As they had on every stop that day, cyclists then held their bikes aloft in a symbolic “bike lift” salute before pedaling east.
At Third Ave. and 17th St., a white ghost bike marked where East Village restaurant owner Reginald Chan was killed last September. Members of Chan’s family stood silently, each holding a single flower. Cyclists dismounted and covered the stark white bike with colorful blooms.
The ride then pedaled west, past Union Square and through Chelsea to Ninth Ave. and 29th St., where Darren Lewis, 20, was killed in August.
On a summer night last June, Dr. Carl Henry Nacht, 56, was killed by a tow truck while he was riding on the bike path along the Hudson River at 38th St. On Sunday his wife, Mary Beth Kelly, surrounded by family and friends, stood before the silent group of riders and recalled how a bystander’s shirt was unable to stanch the blood of her husband’s fatal wound.
“I think the basic human nature is to be compassionate.
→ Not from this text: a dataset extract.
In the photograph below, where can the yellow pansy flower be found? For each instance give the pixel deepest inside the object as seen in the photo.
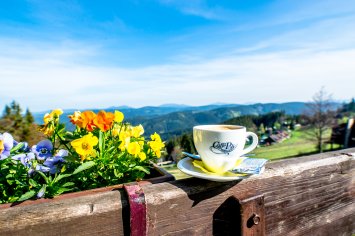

We’re involved in civic activity; it gives meaning to our lives — connect with our community and think about the things that elevate us,” Kelly offered.
The ride then proceeded down the path to Clarkson St., where police say Eric Ng, 22, was killed by a drunk driver in December, one of three cyclists killed in the final weeks of the year.
At the last stop, the Memorial for Unnamed Cyclists on Houston and Lafayette Sts., the crowd listened to speeches by the ride’s organizers from Time’s Up! and Transportation Alternatives before performing a final bike lift.